Hint: There are four parts in question so we will solve each part separately. To reduce the equations into a pair of linear equations, we will put a term equal to a variable such that after doing this, we will get a pair of linear equations. Then we will solve these pairs of linear equations by method of substitution.

Complete step-by-step answer:
In the question, there are four parts, so we will solve each part one by one. To reduce the equations into a pair of linear equations, we will first take terms that are common to both the equation and then we will equate these terms to some other variables. After doing this, we will solve these equations with the help of a substitution method. After finding the values of assumed variables, we will put back these variables equal to the term and find the values of x and y.

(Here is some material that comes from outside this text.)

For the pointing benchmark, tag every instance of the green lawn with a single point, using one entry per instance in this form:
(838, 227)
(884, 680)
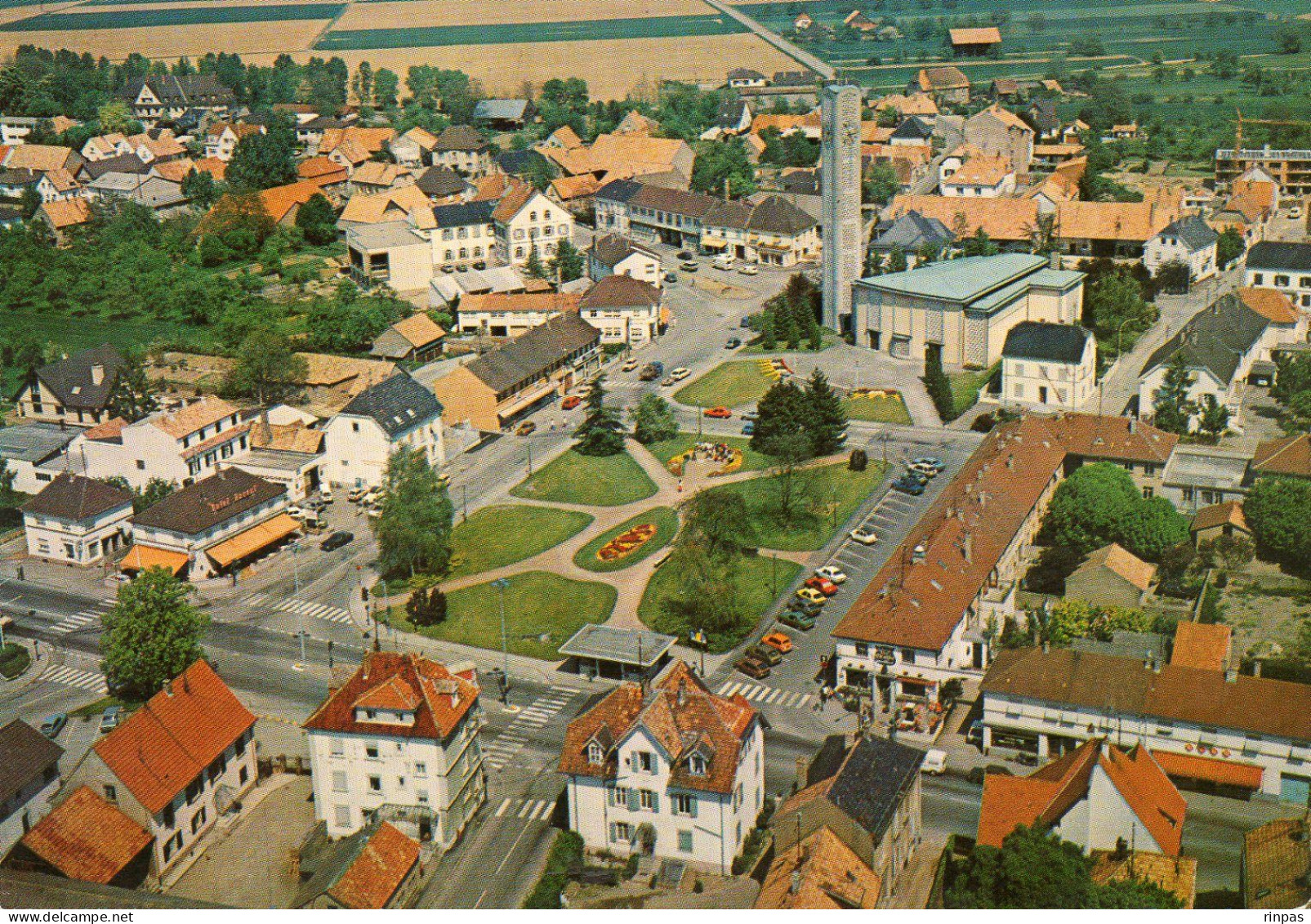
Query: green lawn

(i) \[\dfrac{5}{x-1}+\dfrac{1}{y-2}=2\]
     \[\dfrac{6}{x-1}-\dfrac{3}{y-2}=1\]
Here we can see that the terms \[\left( \dfrac{1}{x-1} \right)\] and \[\left( \dfrac{1}{y-2} \right)\] are common to both the equations. So, we will assume that, \[\dfrac{1}{x-1}=a\] and \[\dfrac{1}{y-2}=b\]. Thus, the new equations we will get are:
\[5a+b=2\] - (1)
\[6a-3b=1\]- (2)
From (1), we can say that:
\[\begin{align}
  & 5a+b=2 \\
 & \Rightarrow b=2-5a \\
\end{align}\]
Now, we will put the value of b in equation (2). Thus, we will get:
\[\begin{align}
  & 6a-3\left( 2-5a \right)=1 \\
 & \Rightarrow 6a-6+15a=1 \\
 & \Rightarrow 6a+15a=1+6 \\
 & \Rightarrow 21a=7 \\
 & \Rightarrow a=\dfrac{7}{21} \\
\end{align}\]
\[\Rightarrow a=\dfrac{1}{3}\] - (3)
Now, we will put this value of a in equation (2).
Thus, we will get:
\[\begin{align}
  & 5\left( \dfrac{1}{3} \right)+b=2 \\
 & \Rightarrow b=2-5\left( \dfrac{1}{3} \right) \\
 & \Rightarrow b=2-\dfrac{5}{3} \\
 & \Rightarrow b=\dfrac{6-5}{3} \\
\end{align}\]
\[\Rightarrow b=\dfrac{1}{3}\] - (4)
Now, the value of a is \[\dfrac{1}{x-1}\]. Therefore:
\[\begin{align}
  & a=\dfrac{1}{x-1} \\
 & x-1=\dfrac{1}{a} \\
 & \Rightarrow x=1+\dfrac{1}{a} \\
\end{align}\]
Now, we will put the value of the a in above equation:
\[\begin{align}
  & \Rightarrow x=1+\dfrac{1}{\left( \dfrac{1}{3} \right)} \\
 & \Rightarrow x=1+3 \\
 & \Rightarrow x=4 \\
\end{align}\]
Now, we had assumed that:
\[\begin{align}
  & \dfrac{1}{y-2}=b \\
 & \Rightarrow y-2=\dfrac{1}{b} \\
 & \Rightarrow y=2+\dfrac{1}{b} \\
\end{align}\]
Now, we will put the value of b from (4) to the above equation.
\[\begin{align}
  & \Rightarrow y=2+\dfrac{1}{\left( \dfrac{1}{3} \right)} \\
 & \Rightarrow y=2+3 \\
 & \Rightarrow y=5 \\
\end{align}\]
Thus, the solutions of the equations are x = 4 and y = 5.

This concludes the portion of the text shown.